It indicates no change in Section 68 of the Income Tax Act, 1961, under which any unexplained funding raised by a startup can be held as income and taxable.
Many startups, including those from the software industry, are seeking exemption from Section 68 of the I-T Act. They want the Central Board of Direct Taxes (CBDT) to issue a circular stating that “Investments received by a startup, as recognised by the DIPP from resident investors up to Rs 10 crore per year, will be exempt from Section 56(2)(viib) (angel tax) and Section 68 as a class of people notified by the central government.”
If a privately held company issues its shares at a price more than its fair market value, the amount received in excess of the fair market value is taxable as income from other sources under Section 56 (2) (vii)(b) of the I-T Act.
Section 56 (2) (viib) of the Act has come to be known as angel tax as wealthy individuals or angel investors putting their capital in startups face scrutiny. About 100 startups have been issued tax demand notices under the section.
To encourage budding entrepreneurs, the government in February relaxed the definition of startups and made companies with sales up to Rs 100 crore (earlier the exemption limit was Rs 25 crore) eligible for the angel tax relief.

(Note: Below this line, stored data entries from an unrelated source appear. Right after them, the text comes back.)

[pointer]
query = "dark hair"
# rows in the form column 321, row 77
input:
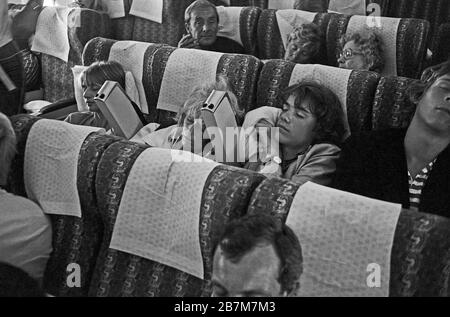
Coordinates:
column 198, row 4
column 312, row 5
column 311, row 33
column 371, row 47
column 326, row 108
column 99, row 72
column 417, row 88
column 15, row 282
column 192, row 107
column 244, row 234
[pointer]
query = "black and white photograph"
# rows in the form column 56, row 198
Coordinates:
column 198, row 149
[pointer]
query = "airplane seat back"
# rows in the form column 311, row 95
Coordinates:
column 225, row 195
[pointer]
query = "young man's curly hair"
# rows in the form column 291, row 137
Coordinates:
column 371, row 47
column 325, row 106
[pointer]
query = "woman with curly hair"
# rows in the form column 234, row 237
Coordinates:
column 361, row 51
column 304, row 44
column 406, row 166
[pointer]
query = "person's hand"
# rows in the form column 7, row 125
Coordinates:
column 187, row 41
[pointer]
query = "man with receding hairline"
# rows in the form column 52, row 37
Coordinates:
column 202, row 24
column 257, row 256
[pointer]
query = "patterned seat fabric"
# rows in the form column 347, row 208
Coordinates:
column 57, row 75
column 251, row 3
column 420, row 258
column 170, row 31
column 361, row 87
column 392, row 107
column 22, row 125
column 441, row 45
column 226, row 195
column 242, row 72
column 248, row 26
column 274, row 196
column 77, row 240
column 122, row 28
column 270, row 44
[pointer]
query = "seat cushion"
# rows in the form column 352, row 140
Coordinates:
column 392, row 107
column 77, row 240
column 420, row 255
column 22, row 125
column 226, row 194
column 169, row 32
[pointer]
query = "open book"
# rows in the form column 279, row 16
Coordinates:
column 123, row 116
column 220, row 122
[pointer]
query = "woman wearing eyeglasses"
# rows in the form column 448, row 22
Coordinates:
column 361, row 51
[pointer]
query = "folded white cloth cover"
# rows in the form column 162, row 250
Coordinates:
column 50, row 167
column 229, row 25
column 346, row 242
column 51, row 35
column 115, row 8
column 186, row 69
column 288, row 19
column 159, row 215
column 386, row 29
column 335, row 79
column 130, row 87
column 148, row 9
column 130, row 55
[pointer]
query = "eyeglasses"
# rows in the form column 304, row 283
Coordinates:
column 348, row 53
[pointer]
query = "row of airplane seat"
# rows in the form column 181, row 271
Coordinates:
column 257, row 30
column 116, row 237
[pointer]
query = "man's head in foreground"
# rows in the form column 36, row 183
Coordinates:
column 258, row 255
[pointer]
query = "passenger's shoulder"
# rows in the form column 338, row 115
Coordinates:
column 374, row 138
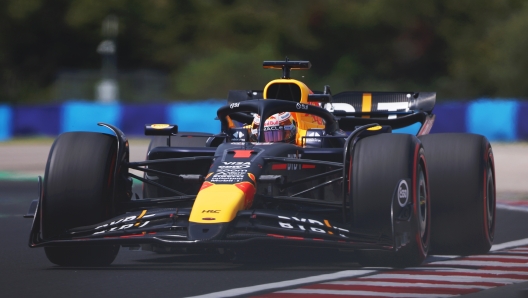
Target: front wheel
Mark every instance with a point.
(379, 166)
(78, 186)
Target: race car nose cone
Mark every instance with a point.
(199, 231)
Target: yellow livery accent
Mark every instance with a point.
(366, 105)
(217, 203)
(304, 121)
(159, 126)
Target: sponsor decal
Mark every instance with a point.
(249, 192)
(238, 135)
(229, 175)
(242, 153)
(294, 166)
(307, 224)
(313, 136)
(270, 128)
(124, 223)
(271, 122)
(301, 106)
(206, 184)
(159, 126)
(235, 165)
(252, 177)
(403, 193)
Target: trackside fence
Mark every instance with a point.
(498, 119)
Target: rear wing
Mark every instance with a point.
(356, 108)
(382, 103)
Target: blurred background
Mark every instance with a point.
(65, 65)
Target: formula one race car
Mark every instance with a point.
(290, 167)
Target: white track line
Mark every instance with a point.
(362, 293)
(463, 262)
(512, 207)
(288, 283)
(510, 244)
(399, 284)
(324, 277)
(456, 279)
(462, 270)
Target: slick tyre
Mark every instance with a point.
(78, 185)
(379, 165)
(462, 182)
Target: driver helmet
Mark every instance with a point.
(279, 127)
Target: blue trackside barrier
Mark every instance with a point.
(84, 116)
(195, 116)
(497, 119)
(37, 120)
(5, 122)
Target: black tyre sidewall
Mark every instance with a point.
(379, 163)
(78, 181)
(458, 168)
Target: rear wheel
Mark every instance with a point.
(379, 166)
(78, 192)
(462, 176)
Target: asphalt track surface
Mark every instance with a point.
(25, 272)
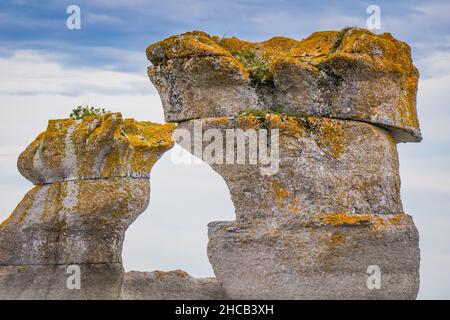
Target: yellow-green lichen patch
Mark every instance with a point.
(190, 44)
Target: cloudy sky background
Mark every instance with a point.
(46, 70)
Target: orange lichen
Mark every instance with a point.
(344, 219)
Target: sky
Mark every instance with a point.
(47, 69)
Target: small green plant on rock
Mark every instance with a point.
(83, 111)
(257, 67)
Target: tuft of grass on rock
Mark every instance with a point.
(83, 111)
(257, 67)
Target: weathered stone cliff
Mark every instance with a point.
(353, 74)
(92, 182)
(331, 212)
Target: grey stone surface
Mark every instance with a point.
(353, 74)
(326, 166)
(316, 257)
(173, 285)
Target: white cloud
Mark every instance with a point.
(29, 72)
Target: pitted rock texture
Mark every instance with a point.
(95, 148)
(173, 285)
(340, 102)
(352, 74)
(326, 166)
(316, 257)
(92, 182)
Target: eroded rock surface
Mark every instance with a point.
(325, 166)
(352, 74)
(316, 257)
(92, 182)
(174, 285)
(330, 215)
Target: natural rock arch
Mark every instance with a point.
(172, 232)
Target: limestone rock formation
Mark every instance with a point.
(331, 214)
(325, 165)
(353, 74)
(92, 182)
(316, 257)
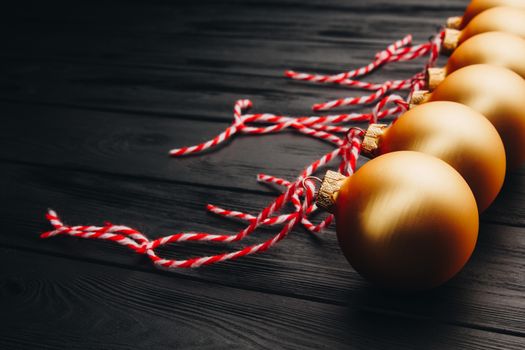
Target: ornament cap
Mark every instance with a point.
(450, 41)
(435, 76)
(371, 140)
(418, 97)
(454, 22)
(327, 194)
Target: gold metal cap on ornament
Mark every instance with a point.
(371, 140)
(454, 22)
(435, 76)
(450, 40)
(418, 97)
(327, 194)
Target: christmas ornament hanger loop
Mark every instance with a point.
(314, 178)
(351, 133)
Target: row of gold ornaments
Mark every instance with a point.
(408, 219)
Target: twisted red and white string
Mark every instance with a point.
(398, 51)
(299, 193)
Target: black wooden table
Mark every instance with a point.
(94, 94)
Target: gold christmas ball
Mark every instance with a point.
(498, 94)
(497, 19)
(496, 48)
(456, 134)
(475, 7)
(406, 221)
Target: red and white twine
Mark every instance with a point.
(299, 193)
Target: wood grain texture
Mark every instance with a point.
(60, 303)
(302, 266)
(93, 96)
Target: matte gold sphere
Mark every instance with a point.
(498, 94)
(497, 19)
(458, 135)
(406, 221)
(475, 7)
(495, 48)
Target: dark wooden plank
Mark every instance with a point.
(232, 40)
(136, 145)
(488, 294)
(61, 303)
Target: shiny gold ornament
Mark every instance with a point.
(495, 92)
(456, 134)
(406, 221)
(497, 19)
(496, 48)
(476, 7)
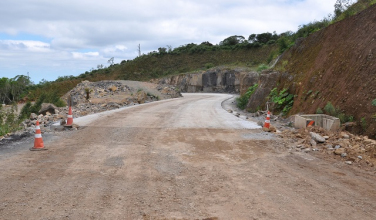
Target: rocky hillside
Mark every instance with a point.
(337, 65)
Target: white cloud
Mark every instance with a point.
(114, 28)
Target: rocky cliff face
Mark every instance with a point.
(218, 80)
(221, 80)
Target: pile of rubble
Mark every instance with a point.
(94, 97)
(352, 149)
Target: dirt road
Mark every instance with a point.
(185, 158)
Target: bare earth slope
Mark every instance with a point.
(184, 158)
(337, 65)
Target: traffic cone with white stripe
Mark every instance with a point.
(70, 117)
(267, 121)
(38, 141)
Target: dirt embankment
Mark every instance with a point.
(337, 65)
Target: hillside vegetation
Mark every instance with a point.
(333, 71)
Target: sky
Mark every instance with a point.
(46, 39)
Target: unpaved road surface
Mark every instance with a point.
(185, 158)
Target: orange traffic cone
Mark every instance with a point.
(38, 141)
(267, 121)
(70, 117)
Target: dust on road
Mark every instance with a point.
(178, 159)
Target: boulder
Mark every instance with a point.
(47, 107)
(33, 116)
(318, 138)
(340, 151)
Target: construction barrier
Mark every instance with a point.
(38, 141)
(70, 117)
(267, 120)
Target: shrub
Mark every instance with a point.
(319, 111)
(374, 102)
(8, 121)
(262, 67)
(282, 100)
(209, 65)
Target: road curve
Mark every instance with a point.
(178, 159)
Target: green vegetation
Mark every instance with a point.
(319, 111)
(43, 98)
(281, 100)
(252, 52)
(262, 67)
(374, 102)
(9, 121)
(363, 123)
(242, 101)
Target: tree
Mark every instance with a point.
(111, 61)
(162, 50)
(252, 38)
(264, 38)
(232, 41)
(340, 6)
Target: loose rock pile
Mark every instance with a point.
(351, 149)
(93, 97)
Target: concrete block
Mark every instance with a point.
(325, 121)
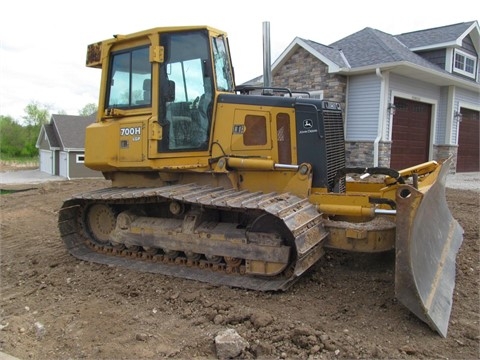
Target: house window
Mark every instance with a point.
(465, 64)
(316, 94)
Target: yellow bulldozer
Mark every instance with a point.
(212, 183)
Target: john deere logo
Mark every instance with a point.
(307, 124)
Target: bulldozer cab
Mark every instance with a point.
(175, 75)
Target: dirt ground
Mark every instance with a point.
(54, 306)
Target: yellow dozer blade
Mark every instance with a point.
(427, 242)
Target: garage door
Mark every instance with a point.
(468, 159)
(63, 164)
(46, 161)
(410, 133)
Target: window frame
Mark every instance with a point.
(462, 70)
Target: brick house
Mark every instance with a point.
(407, 98)
(61, 147)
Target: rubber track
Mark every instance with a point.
(297, 214)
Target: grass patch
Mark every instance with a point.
(20, 162)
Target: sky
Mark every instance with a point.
(43, 43)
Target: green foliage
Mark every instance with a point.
(19, 140)
(12, 137)
(88, 109)
(36, 115)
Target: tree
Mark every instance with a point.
(88, 109)
(37, 114)
(12, 137)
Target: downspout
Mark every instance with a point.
(380, 117)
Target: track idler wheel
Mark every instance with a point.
(100, 220)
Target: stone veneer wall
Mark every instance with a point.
(304, 72)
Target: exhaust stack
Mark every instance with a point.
(267, 64)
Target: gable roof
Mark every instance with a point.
(370, 50)
(449, 35)
(374, 47)
(70, 130)
(48, 132)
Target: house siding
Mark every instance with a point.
(363, 108)
(79, 170)
(437, 57)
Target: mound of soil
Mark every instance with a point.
(54, 306)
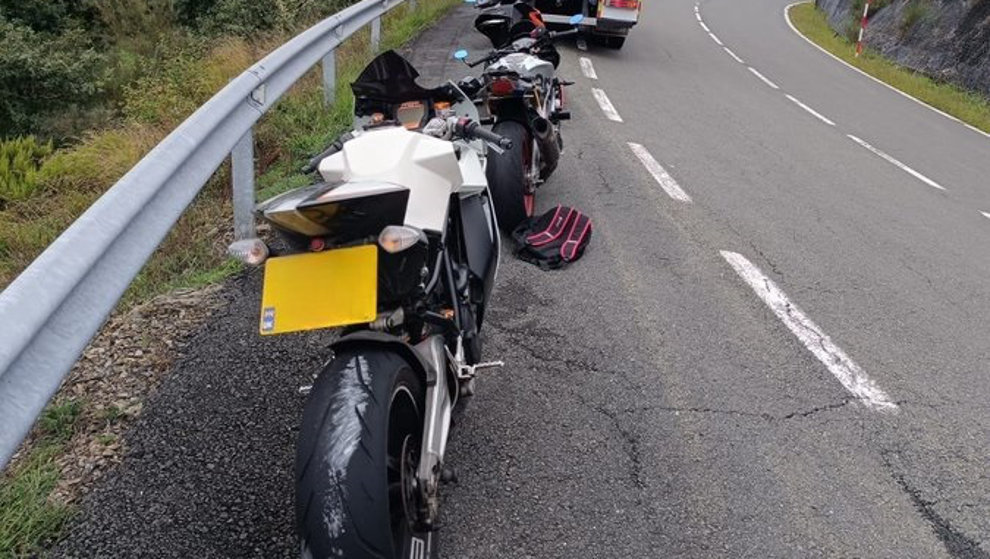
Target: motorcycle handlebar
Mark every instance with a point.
(557, 34)
(472, 129)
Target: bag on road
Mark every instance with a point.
(554, 239)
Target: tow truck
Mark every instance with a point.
(607, 20)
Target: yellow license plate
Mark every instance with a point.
(320, 290)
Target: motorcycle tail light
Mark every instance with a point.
(503, 86)
(397, 238)
(249, 251)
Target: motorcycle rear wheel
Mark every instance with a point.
(508, 174)
(356, 460)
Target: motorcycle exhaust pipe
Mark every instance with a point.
(549, 143)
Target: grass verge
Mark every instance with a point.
(193, 254)
(28, 519)
(967, 106)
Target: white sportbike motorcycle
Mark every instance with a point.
(398, 245)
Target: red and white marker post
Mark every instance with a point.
(862, 28)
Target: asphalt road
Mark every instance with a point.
(795, 363)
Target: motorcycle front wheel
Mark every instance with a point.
(508, 175)
(356, 461)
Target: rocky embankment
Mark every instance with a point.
(945, 39)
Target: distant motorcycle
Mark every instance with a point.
(397, 244)
(525, 99)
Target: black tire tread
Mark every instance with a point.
(506, 174)
(366, 530)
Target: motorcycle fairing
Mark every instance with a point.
(427, 166)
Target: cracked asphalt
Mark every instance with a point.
(652, 405)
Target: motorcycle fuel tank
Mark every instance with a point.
(526, 65)
(427, 166)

According to the revised CBDT norms, an entity could be considered a startup for up to 10 years from the date of incorporation, up from the earlier seven years.
The relief from angel tax is now available to all eligible startups retrospectively, and some 342 startups have got an exemption since February.
However, at a pre-budget meeting with the Finance Ministry recently, startups from the software and internet sector said though the government considered Section 56 (2) of the Income Tax Act in February, notices had been served to them under the section.